Motional heating of spatially extended ion crystals

TL;DR

This study measures and analyzes motional heating rates in ion crystals within a linear rf trap, revealing how electric field noise, micromotion, and crystal symmetry influence heating and decoherence, with implications for quantum information processing.

Contribution

It provides precise measurements of ion and crystal motional heating rates, explores the effects of excess micromotion and rf circuit quality, and examines how crystal symmetry affects heating in extended ion systems.

Findings

Heating rates are stable over four years for single ions.

Excess micromotion causes quadratic increase in heating with displacement.

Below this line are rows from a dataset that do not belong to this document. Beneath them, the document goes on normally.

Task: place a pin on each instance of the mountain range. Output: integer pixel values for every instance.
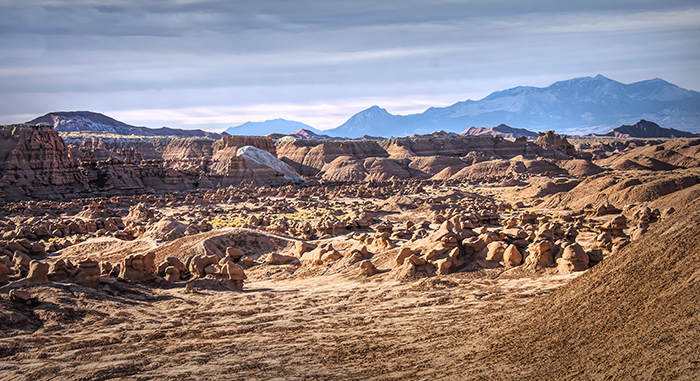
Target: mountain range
(279, 126)
(577, 106)
(646, 129)
(75, 121)
(501, 130)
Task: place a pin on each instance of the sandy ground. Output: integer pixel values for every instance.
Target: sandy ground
(326, 327)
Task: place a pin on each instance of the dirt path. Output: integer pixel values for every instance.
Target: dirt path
(315, 328)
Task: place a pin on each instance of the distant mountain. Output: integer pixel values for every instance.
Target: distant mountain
(576, 106)
(646, 129)
(73, 121)
(502, 130)
(310, 135)
(280, 126)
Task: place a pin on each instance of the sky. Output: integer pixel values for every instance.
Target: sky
(216, 64)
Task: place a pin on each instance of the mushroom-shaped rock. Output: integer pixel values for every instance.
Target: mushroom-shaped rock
(199, 263)
(301, 247)
(4, 272)
(58, 271)
(234, 253)
(332, 255)
(280, 259)
(512, 256)
(38, 272)
(234, 275)
(171, 262)
(106, 268)
(138, 267)
(367, 268)
(21, 263)
(540, 255)
(20, 296)
(404, 253)
(171, 274)
(495, 251)
(443, 265)
(573, 259)
(87, 273)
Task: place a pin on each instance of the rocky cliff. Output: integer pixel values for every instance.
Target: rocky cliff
(420, 156)
(34, 163)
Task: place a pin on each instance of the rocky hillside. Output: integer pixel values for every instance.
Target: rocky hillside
(439, 156)
(37, 164)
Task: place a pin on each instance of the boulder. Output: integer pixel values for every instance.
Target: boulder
(280, 259)
(21, 263)
(38, 272)
(4, 273)
(171, 274)
(20, 296)
(87, 273)
(59, 271)
(573, 259)
(539, 255)
(404, 253)
(234, 253)
(138, 267)
(512, 257)
(198, 264)
(367, 268)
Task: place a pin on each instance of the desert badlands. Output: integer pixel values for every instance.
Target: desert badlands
(433, 256)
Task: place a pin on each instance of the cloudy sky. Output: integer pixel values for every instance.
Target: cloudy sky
(215, 64)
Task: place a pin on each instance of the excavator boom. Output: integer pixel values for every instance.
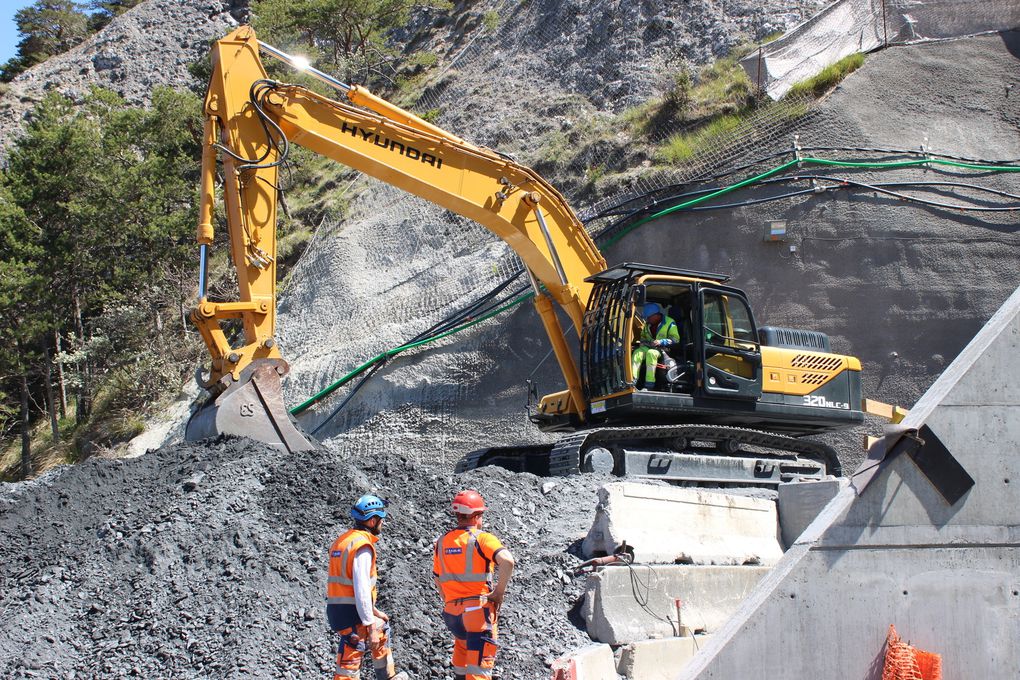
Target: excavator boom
(250, 122)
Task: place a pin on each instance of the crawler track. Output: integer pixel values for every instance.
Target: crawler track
(567, 456)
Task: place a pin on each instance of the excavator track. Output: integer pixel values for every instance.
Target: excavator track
(675, 453)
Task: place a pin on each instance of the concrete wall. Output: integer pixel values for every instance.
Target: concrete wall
(658, 660)
(627, 605)
(947, 576)
(668, 524)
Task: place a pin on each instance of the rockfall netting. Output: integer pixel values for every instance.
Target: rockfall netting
(848, 27)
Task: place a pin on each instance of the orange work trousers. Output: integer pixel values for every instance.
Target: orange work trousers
(355, 639)
(472, 622)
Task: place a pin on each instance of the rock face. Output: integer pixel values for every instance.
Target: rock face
(150, 45)
(209, 561)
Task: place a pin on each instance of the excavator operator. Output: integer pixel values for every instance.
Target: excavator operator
(659, 332)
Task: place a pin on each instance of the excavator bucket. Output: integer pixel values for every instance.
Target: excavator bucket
(252, 407)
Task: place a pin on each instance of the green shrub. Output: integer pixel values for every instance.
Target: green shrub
(683, 146)
(828, 77)
(491, 20)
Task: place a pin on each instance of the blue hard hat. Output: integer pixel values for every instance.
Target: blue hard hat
(650, 309)
(368, 507)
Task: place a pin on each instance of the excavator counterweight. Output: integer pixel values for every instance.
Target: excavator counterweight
(716, 399)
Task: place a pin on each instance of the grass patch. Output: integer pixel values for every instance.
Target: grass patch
(828, 77)
(717, 90)
(683, 146)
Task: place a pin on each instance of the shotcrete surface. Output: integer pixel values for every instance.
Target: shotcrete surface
(208, 561)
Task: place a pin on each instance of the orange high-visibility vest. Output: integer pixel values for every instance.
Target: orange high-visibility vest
(460, 564)
(340, 584)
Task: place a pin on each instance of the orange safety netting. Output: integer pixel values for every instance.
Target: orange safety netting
(904, 662)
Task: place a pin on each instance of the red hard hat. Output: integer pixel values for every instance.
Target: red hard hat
(468, 502)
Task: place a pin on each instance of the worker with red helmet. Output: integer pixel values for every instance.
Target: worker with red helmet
(462, 568)
(351, 595)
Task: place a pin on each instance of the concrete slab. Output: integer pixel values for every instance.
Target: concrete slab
(800, 503)
(595, 662)
(627, 605)
(668, 524)
(945, 574)
(658, 660)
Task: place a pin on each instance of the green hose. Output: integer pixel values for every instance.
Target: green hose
(725, 190)
(304, 406)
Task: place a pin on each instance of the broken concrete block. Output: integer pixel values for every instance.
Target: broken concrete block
(658, 660)
(801, 502)
(626, 605)
(668, 524)
(595, 662)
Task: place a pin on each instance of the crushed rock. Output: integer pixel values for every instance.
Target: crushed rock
(210, 561)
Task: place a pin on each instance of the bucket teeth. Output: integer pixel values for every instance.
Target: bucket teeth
(252, 407)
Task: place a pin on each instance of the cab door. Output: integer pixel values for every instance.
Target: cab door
(730, 357)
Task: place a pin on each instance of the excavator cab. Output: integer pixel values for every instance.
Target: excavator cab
(725, 370)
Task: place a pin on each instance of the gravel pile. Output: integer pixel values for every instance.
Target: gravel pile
(210, 561)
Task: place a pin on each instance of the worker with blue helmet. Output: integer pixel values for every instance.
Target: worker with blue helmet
(658, 332)
(351, 594)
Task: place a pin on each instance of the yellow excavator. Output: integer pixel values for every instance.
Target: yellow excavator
(730, 403)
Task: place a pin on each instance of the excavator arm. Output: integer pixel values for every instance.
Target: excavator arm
(250, 122)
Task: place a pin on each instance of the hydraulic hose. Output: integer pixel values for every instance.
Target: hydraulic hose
(482, 309)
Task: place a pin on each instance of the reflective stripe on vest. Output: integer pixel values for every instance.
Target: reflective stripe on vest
(340, 582)
(468, 575)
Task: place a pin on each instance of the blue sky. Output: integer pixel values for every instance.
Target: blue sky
(8, 32)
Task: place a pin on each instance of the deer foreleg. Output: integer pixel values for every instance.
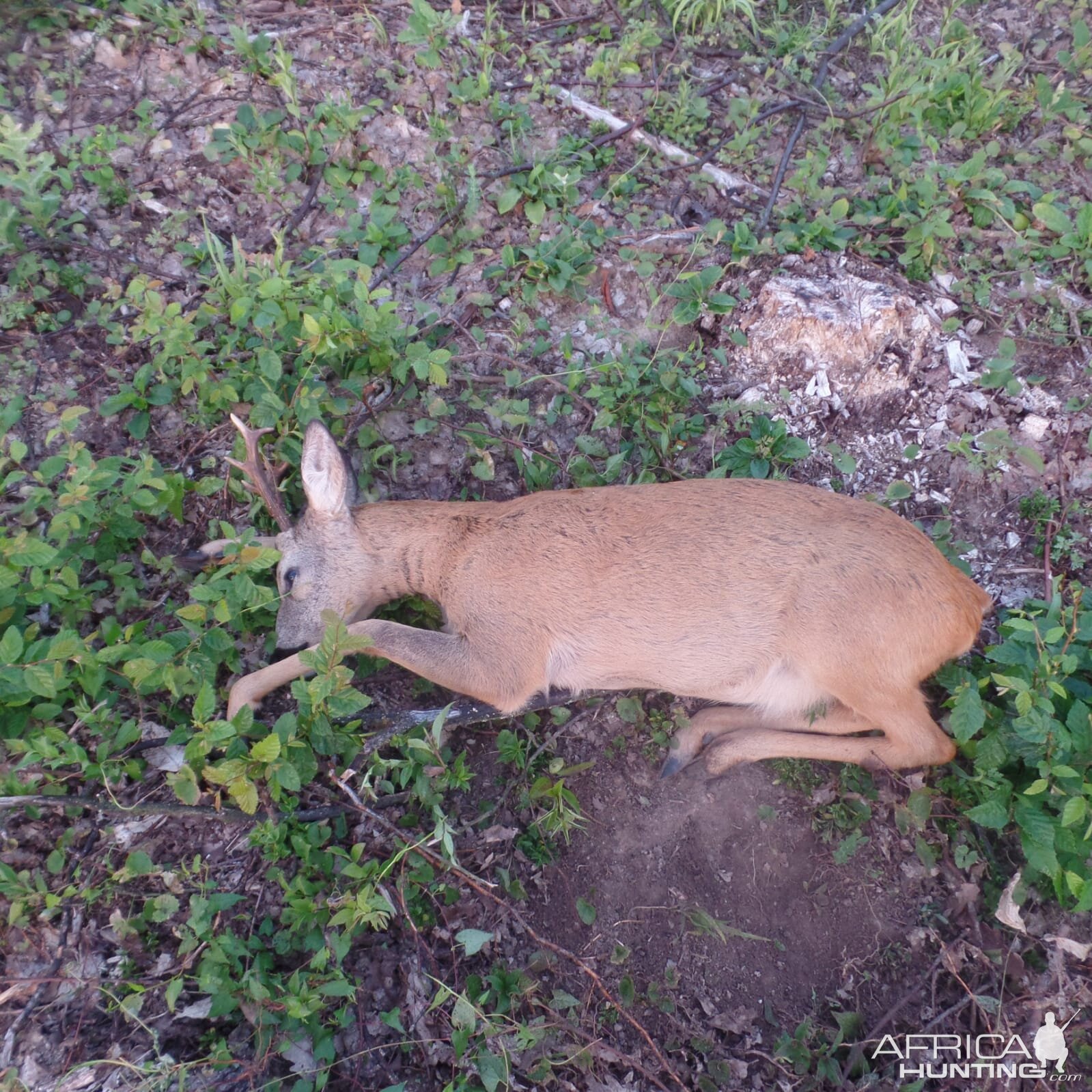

Crystal symmetry influences mode-specific heating rates.

Abstract

We study heating of motional modes of a single ion and of extended ion crystals trapped in a linear radio frequency (rf) Paul trap with a precision of $\Delta \dot{\bar{n}} \approx 0.2 $ phonons s$^{-1}$. Single-ion axial and radial heating rates are consistent and electric field noise has been stable over the course of four years. At a secular frequency of $\omega_\mathrm{sec}=2\pi\times620$ kHz, we measure $\dot{\bar{n}} = 0.56(6)$ phonons s$^{-1}$ per ion for the center-of-mass (com) mode of linear chains of up to eleven ions and observe no significant heating of the out-of-phase (oop) modes. By displacing the ions away from the nodal line, inducing excess micromotion, rf noise heats the com mode quadratically as a function of radial displacement $r$ by $\dot{\bar{n}}(r)/ r^2 = 0.89(4)$ phonons s$^{-1}$ $\mu$m$^{-2}$ per ion, while the oop modes are protected from rf-noise induced heating in linear chains. By changing the quality factor of the resonant rf circuit from $Q=542$ to $Q=204$, we observe an increase of rf noise by a factor of up to 3. We show that the rf-noise induced heating of motional modes of extended crystals also depends on the symmetry of the crystal and of the mode itself. As an example, we consider several 2D and 3D crystal configurations. Heating rates of up to 500 phonons s$^{-1}$ are observed for individual modes, giving rise to a total kinetic energy increase and thus a fractional time dilation shift of up to $-0.3\times 10^{-18}$ s$^{-1}$ of the total system. In addition, we detail on how the excitation probability of the individual ions is reduced and decoherence is increased due to the Debye-Waller effect.